作為國內專業水平頂尖的笙演奏家,吳彤能吹會做,被選中也不難理解。
如若能夠推廣電子笙,運用到未來的音樂中,這將是一次中國民樂進程中重大的突破。
吳彤帶著巨大的使命感赴美。
不久后,輪回樂隊接到演出機會,他試圖跟樂隊溝通,然而兩邊時間無法調和。
他已經取得了不俗進展。被改進后的笙,加入最新的音樂電子設備,能夠共同演繹出前所未有的效果。
吳彤利用新技術,創作了《行走的云》。
就在項目匯報演出前夜,他在新聞上看到了輪回樂隊招募新主唱的新聞。
“我感覺天都塌了,沒想過自己會以這樣的方式離開輪回。”
自己被踢出局了,竟然沒人通知他。失去了輪回樂隊,等于在搖滾樂多年的付出一夜清零。
萬念俱滅中,還好有笙支持他。
馬友友的絲綢之路樂團遞來橄欖枝,對方希望他能將民族器樂融入進來。
機會雖好,可語言不通,文化不同,開頭的日子吳彤過得很艱難。
跟著樂團扎進山里排練數月,每回演出時觀眾卻寥寥。寂寞,不甘,失去了被矚目的感覺,生活都不再有光彩。
還有國內的樂隊聯系他,邀請他回去繼續做搖滾。
回頭,還是往前,他陷入了思索。
05
吳彤對樂團的了解越多,越發理解了這份厚重的價值。
身邊都是來自世界各國的音樂家們,帶著當地特色的樂器演奏,彼此之間看似毫不搭調,但在集體排練時,效果驚人。
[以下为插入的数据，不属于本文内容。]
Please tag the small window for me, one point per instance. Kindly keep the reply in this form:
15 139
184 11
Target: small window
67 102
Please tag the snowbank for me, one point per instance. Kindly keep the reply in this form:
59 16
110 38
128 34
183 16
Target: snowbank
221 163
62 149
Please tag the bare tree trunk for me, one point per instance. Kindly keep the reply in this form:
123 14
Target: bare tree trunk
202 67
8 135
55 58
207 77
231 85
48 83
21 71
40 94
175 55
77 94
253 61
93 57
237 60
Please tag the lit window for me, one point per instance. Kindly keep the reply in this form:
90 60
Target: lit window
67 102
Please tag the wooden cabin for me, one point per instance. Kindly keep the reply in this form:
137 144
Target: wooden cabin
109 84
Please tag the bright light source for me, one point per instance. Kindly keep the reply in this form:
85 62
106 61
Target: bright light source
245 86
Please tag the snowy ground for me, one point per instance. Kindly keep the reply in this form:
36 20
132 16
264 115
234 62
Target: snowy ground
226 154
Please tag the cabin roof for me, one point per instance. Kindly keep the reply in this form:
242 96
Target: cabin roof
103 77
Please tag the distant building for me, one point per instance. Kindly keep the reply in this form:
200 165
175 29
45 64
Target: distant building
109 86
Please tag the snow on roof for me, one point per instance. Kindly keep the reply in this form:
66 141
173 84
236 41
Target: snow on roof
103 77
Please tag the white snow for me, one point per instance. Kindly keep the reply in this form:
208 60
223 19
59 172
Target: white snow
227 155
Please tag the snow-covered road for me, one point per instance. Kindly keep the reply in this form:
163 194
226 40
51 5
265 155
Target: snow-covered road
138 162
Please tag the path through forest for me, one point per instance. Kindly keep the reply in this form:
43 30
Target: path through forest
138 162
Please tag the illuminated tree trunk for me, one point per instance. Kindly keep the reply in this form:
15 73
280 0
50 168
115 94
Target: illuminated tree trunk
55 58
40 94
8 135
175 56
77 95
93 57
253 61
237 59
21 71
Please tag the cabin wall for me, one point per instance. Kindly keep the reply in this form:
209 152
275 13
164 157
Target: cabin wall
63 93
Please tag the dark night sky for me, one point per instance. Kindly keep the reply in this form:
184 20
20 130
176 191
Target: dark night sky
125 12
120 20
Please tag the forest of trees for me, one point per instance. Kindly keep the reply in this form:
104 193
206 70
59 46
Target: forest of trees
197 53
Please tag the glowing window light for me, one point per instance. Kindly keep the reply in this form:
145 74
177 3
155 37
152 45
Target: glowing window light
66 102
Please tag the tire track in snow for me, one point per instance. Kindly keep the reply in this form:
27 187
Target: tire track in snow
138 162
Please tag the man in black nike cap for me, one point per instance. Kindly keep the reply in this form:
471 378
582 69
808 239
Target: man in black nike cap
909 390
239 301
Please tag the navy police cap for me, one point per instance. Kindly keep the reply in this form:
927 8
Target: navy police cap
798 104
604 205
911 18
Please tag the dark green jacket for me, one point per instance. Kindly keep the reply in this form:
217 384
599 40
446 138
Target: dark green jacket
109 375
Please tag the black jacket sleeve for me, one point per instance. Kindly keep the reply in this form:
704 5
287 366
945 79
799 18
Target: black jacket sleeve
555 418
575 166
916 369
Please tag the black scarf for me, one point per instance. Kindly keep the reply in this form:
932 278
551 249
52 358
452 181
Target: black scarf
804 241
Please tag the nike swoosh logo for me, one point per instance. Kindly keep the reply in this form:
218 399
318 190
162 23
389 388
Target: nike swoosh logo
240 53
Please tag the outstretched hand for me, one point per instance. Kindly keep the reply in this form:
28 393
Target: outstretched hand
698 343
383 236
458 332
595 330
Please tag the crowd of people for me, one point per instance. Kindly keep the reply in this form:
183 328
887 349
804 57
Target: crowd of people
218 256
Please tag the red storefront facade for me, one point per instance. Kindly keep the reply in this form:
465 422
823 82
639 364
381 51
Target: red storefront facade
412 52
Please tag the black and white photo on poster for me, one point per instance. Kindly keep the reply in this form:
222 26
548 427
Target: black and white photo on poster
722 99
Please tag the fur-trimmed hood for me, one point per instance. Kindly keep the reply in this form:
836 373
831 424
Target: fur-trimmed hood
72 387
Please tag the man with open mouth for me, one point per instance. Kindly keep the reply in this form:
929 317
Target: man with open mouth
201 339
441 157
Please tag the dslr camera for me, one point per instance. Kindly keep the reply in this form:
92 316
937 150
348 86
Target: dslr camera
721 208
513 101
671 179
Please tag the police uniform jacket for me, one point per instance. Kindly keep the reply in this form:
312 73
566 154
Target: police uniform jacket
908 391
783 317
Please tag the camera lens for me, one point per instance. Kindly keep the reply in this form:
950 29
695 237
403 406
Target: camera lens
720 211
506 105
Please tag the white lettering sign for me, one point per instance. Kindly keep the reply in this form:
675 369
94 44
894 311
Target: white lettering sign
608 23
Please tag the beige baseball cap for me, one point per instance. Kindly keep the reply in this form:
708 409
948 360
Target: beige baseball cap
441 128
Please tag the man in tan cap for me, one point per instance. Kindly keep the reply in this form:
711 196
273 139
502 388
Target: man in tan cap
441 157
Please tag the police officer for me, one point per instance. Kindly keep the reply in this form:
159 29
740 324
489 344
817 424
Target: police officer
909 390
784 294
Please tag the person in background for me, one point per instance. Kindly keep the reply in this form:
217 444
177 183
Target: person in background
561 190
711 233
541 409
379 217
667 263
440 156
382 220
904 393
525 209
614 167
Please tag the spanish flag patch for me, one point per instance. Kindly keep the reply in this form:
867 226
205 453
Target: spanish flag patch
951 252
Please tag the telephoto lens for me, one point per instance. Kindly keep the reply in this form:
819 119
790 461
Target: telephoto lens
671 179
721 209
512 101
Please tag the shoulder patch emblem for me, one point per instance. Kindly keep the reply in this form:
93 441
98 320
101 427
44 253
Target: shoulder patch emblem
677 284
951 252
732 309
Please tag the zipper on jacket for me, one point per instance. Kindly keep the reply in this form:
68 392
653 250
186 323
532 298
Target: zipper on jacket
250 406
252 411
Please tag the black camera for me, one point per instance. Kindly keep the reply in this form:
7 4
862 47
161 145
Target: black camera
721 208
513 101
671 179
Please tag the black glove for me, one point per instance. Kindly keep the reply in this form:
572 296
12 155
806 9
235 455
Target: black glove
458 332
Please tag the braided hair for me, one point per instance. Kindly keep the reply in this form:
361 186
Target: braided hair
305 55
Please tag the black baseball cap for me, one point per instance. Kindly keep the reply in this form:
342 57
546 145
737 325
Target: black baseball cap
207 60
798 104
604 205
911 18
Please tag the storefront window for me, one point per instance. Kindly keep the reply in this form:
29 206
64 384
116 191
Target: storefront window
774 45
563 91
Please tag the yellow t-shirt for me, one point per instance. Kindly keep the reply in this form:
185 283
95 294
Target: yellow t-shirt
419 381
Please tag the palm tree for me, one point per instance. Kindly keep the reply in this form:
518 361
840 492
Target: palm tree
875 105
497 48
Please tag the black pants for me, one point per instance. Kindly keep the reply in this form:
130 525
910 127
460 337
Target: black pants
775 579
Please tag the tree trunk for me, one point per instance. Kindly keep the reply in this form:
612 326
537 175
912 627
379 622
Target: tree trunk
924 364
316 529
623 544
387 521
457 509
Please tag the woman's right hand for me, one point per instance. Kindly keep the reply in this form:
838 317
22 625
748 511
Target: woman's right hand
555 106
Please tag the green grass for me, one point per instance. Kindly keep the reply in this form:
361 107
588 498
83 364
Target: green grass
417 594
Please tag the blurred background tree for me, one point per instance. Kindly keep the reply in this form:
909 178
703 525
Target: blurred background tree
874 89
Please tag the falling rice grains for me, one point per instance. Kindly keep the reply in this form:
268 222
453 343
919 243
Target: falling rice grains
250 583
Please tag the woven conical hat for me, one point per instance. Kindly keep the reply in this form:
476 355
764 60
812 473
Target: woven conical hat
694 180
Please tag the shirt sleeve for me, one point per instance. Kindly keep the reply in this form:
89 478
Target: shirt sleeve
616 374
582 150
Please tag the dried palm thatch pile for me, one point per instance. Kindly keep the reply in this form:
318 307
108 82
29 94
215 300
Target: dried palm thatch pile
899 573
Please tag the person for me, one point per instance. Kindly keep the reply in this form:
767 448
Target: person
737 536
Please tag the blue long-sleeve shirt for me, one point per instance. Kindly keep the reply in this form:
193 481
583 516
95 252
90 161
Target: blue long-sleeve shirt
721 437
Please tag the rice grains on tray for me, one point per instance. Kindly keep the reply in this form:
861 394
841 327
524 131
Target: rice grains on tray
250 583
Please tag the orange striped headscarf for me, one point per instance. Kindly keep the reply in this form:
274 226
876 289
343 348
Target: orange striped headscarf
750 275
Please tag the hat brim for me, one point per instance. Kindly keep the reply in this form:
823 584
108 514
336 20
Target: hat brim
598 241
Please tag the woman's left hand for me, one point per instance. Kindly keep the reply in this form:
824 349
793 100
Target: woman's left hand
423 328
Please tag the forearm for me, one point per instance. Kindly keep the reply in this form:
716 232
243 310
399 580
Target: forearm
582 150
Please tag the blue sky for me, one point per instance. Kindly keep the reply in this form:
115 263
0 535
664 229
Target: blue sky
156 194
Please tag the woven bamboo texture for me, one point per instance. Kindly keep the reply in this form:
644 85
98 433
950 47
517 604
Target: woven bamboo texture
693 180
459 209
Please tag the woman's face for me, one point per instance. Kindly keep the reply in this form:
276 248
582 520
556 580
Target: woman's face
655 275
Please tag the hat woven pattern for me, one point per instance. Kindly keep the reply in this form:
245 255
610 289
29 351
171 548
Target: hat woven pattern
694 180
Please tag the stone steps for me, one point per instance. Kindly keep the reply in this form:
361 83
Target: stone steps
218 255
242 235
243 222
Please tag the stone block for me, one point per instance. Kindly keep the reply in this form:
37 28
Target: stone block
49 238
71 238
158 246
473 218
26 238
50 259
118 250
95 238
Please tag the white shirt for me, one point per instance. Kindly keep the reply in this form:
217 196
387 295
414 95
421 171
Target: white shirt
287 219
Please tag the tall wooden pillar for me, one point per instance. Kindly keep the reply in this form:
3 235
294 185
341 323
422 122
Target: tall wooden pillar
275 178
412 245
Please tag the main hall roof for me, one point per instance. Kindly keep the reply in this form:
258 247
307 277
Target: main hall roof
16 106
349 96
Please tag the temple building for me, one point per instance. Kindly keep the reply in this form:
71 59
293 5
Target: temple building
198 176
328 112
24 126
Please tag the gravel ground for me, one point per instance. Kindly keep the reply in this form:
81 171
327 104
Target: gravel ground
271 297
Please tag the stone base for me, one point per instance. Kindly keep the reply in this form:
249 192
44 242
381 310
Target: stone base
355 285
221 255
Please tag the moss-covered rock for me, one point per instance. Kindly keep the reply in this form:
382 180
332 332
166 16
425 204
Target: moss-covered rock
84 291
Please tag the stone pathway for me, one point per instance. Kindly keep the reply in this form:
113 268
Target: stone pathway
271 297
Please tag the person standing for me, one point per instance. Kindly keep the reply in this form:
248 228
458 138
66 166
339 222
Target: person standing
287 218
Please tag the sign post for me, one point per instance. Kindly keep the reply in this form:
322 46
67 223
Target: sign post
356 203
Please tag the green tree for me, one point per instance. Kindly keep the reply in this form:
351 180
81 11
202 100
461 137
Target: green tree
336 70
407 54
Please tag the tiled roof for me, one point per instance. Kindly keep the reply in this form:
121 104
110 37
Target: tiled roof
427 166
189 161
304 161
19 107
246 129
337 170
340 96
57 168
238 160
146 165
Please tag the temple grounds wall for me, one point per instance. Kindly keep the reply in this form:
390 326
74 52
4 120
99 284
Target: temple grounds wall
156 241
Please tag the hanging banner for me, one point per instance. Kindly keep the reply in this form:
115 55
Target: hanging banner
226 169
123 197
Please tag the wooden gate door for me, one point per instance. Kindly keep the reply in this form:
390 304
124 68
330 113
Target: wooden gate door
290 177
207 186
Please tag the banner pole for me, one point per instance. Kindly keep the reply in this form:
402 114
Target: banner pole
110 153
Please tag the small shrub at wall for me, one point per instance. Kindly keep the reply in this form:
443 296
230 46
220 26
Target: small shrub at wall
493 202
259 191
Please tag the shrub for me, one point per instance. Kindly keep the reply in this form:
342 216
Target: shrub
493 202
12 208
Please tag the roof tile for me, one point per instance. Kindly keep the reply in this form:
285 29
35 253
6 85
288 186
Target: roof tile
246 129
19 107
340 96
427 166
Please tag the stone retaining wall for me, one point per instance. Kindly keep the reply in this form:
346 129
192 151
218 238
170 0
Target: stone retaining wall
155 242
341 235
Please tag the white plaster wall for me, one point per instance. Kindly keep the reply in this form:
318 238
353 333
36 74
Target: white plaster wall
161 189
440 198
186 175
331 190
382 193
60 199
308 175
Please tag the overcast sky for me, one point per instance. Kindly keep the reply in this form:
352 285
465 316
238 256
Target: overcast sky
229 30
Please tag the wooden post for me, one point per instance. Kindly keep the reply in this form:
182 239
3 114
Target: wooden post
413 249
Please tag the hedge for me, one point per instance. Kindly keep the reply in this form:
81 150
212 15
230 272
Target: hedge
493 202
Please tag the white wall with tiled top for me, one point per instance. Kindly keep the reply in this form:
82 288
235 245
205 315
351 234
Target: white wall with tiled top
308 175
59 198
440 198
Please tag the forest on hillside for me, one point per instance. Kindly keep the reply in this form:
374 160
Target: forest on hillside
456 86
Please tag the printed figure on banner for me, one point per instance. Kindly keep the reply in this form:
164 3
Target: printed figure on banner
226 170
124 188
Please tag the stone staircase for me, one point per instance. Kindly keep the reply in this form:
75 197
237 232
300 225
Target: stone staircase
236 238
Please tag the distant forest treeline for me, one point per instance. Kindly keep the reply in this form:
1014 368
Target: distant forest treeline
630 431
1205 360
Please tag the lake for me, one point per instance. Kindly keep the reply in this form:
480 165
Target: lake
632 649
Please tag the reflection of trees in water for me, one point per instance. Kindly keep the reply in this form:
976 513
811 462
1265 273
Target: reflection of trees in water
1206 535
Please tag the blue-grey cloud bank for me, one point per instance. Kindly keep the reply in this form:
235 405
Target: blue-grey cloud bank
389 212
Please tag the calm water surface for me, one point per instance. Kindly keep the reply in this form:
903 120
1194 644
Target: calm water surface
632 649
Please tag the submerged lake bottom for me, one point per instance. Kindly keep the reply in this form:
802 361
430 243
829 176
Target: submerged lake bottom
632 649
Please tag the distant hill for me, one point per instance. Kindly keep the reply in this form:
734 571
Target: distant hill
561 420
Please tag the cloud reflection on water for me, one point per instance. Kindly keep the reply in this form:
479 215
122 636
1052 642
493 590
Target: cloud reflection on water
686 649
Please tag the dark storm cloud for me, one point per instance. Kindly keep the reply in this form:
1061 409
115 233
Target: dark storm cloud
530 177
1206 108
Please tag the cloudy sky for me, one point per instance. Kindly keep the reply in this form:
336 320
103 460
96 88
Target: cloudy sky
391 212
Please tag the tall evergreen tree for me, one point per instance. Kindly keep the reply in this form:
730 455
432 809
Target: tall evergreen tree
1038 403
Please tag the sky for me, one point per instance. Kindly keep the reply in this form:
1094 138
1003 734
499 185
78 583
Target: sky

傳統的樂器疊在一起,竟然玩出了新花樣。不久后,他與絲路樂團得到了人生中第一個格萊美大獎。
當時不少聲音都說,吳彤只是沾上馬友友的光,才得了格萊美。
可見對吳彤的誤解之深。
他30多歲已被評為國家一級演奏員,在央視器樂大賽擔任決賽評委。
他傳承的制笙手藝,被國家列為非物質文化遺產。
他發明出了電子笙,改造過不少其他民族器樂,曾榮獲國家發明金獎。
后來他與馬友友的合作漸深,已成為樂團中舉足輕重的演奏家,2017年再度榮獲格萊美大獎。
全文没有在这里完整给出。